Deux ans après des élections historiques qui étaient censées apporter la stabilité, les violences, l'impunité et les effroyables violations des droits humains se poursuivent en République démocratique du Congo. Début 2008, un accord de paix avait fait naître l'espoir dans l'est du Congo mais les combats entre forces gouvernementales et rebelles ont repris en août. Au cours de l'année, des centaines de civils ont été tués, des milliers de femmes et de filles ont été violées et 400 000 autres personnes ont fui leurs foyers, faisant passer à plus de 1,2 million de personnes le nombre total de déplacés dans le Nord et le Sud-Kivu.

Dans l'ouest du Congo, les autorités gouvernementales ont recouru à la violence et à l'intimidation contre les opposants politiques, tuant plus de 200 contestataires et autres au Bas-Congo et arrêtant des dizaines de prétendus opposants, dont beaucoup originaires de la province de l'Équateur, au chef de complot contre le gouvernement. Les représentants de l'État ont harcelé la presse et la société civile qui critiquaient le gouvernement.

Violences dans l'est du Congo

Les espoirs de paix étaient à leur comble en janvier lorsque le gouvernement et 22 groupes armés ont signé un accord de cessez-le-feu et que le gouvernement a lancé le Programme Amani pour coordonner les efforts de paix. Mais la lenteur des progrès enregistrés dans la mise en œuvre de l'accord, conjuguée à de fréquentes violations du cessez-le-feu, a donné lieu, fin août, à d'intenses combats dans le Nord-Kivu entre l'armée nationale congolaise et les forces du Congrès national pour la défense du peuple (CNDP) du commandant rebelle Laurent Nkunda. En octobre, alors qu'il était sur le point de s'emparer de Goma, le CNDP s'est arrêté sur sa lancée et a déclaré un cessez-le-feu unilatéral, réclamant des pourparlers avec le gouvernement. Le CNDP, qui prétend protéger les personnes d'origine rwandaise et particulièrement les Tutsis, a également combattu la Coalition des Patriotes résistants congolais (PARECO), composée d'autres groupes ethniques congolais et des Forces démocratiques de libération du Rwanda (FDLR), un groupe comprenant des Hutus congolais et rwandais, dont certains avaient participé au génocide perpétré en 2004 au Rwanda.

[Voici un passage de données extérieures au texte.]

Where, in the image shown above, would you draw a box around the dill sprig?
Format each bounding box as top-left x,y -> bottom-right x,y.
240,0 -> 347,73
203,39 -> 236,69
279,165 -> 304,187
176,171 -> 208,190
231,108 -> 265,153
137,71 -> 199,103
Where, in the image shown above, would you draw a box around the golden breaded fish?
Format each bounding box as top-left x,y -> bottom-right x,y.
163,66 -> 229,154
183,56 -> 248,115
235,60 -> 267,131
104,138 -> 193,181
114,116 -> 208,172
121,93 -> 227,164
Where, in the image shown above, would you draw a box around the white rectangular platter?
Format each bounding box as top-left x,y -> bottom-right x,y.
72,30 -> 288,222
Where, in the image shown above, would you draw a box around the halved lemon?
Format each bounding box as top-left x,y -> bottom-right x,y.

Toutes les parties belligérantes ont commis des violations graves des droits humains, tuant des centaines de civils, recrutant de force des enfants et des adultes pour servir dans les forces armées et se livrant à des pillages généralisés. Les violences sexuelles à l'encontre des femmes et des filles se sont poursuivies à un rythme toujours aussi effroyable, avec plus de 2 200 cas de viol enregistrés de janvier à juin dans la seule province du Nord-Kivu, ce qui ne représente probablement qu'une petite partie du total. Des dizaines d'autres femmes et filles auraient été violées suite à la reprise des combats en août.

Violences au Bas-Congo

En mars, les forces de police et autres agents de l'État ont fait un usage excessif de la force lors de la répression du mouvement de protestation organisé par le Bundu Dia Kongo (BDK), un groupe politico-religieux qui promeut une plus grande autonomie pour la province du Bas-Congo. Certains contestataires, armés de bâtons et de pierres, ont recouru à la violence contre des policiers ou des représentants de l'État. La police a fait usage de la force de manière disproportionnée, utilisant notamment des grenades et des mitrailleuses contre les manifestants. Tout comme lors des opérations de 2007, les policiers ont délibérément tué des personnes qui étaient blessées, qui fuyaient ou qui n'étaient de toute façon pas en mesure de les menacer. Quelque 200 personnes, partisans du BDK ou autres, ont été tuées et les lieux de réunion du groupe politico-religieux ont été détruits. La police a tenté de dissimuler l'étendue du carnage en jetant des dizaines de corps dans le fleuve Congo et en enterrant à la hâte d'autres cadavres dans des charniers. Elle a arrêté plus de 150 personnes soupçonnées de soutenir le BDK et certaines d'entre elles ont été torturées ou ont subi des mauvais traitements. Le 21 mars, le gouvernement a retiré au BDK la licence l'autorisant à opérer en tant qu'organisation socioculturelle, le rendant de ce fait illégal.

Répression politique

Les forces de sécurité ont pris pour cible des opposants, en particulier ceux de la province de l'Équateur, la région natale de l'ex-candidat présidentiel, Jean-Pierre Bemba. Elles ont tué au moins cinq personnes et en ont arrêté illégalement plusieurs dizaines d'autres, dont beaucoup ont été torturées ou ont subi des mauvais traitements. Au moment où sont écrites ces lignes, au moins une dizaine de détenus sont toujours portés disparus. Les détenus ont souvent été accusés d'avoir comploté un coup d'État mais en octobre 2008, aucune affaire n'avait encore débouché sur un procès.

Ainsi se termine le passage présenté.